Mais l’heure est venue de la révolte : la déesse Thea, épouse du Titan Hypérion, vient rendre visite au dieu tombé. Alors « le vieux Saturne leva ses yeux flétris et vit son royaume parti, et cette déesse, si belle, agenouillée, » et il parle ; il sait qu’il doit être roi encore, ainsi le veulent les destins : « Saturne doit être roi. Oui, il faut qu’il y ait une victoire brillante comme l’or.

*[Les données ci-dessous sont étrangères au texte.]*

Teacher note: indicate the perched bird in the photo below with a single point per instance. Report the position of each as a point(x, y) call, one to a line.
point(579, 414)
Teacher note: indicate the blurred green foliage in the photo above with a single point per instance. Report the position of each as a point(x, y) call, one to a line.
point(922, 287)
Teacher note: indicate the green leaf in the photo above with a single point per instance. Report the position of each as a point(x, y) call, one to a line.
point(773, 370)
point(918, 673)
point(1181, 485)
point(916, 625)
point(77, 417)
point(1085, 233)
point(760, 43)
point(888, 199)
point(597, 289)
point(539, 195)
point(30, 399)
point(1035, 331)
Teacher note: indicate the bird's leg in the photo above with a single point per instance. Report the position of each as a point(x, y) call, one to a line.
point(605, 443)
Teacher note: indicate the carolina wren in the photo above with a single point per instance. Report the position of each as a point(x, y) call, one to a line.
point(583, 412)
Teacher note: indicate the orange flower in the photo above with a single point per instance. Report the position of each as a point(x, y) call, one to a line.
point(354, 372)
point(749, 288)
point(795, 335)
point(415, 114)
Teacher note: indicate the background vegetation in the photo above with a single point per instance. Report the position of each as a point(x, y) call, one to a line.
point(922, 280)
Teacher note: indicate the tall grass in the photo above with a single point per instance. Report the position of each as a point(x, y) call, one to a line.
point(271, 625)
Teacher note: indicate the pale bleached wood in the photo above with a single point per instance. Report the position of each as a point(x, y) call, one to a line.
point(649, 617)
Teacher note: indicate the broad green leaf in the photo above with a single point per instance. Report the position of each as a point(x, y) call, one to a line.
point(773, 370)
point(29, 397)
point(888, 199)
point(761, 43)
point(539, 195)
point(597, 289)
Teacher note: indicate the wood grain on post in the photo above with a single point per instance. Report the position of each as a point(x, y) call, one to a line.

Il faut qu’il y ait des dieux renversés, et des éclats de trompettes dans un calme triomphe, et des hymnes de fête sur les nuages d’or de la métropole ; des voix publieront des choses douces, et des cordes d’argent résonneront dans de creuses écailles : et il y aura de belles choses renouvelées, pour la surprise des enfans du ciel ; c’est moi qui ordonnerai. Thea ! Thea ! Thea ! où est Saturne ? » Et, conduit par Thea, il va retrouver les Titans.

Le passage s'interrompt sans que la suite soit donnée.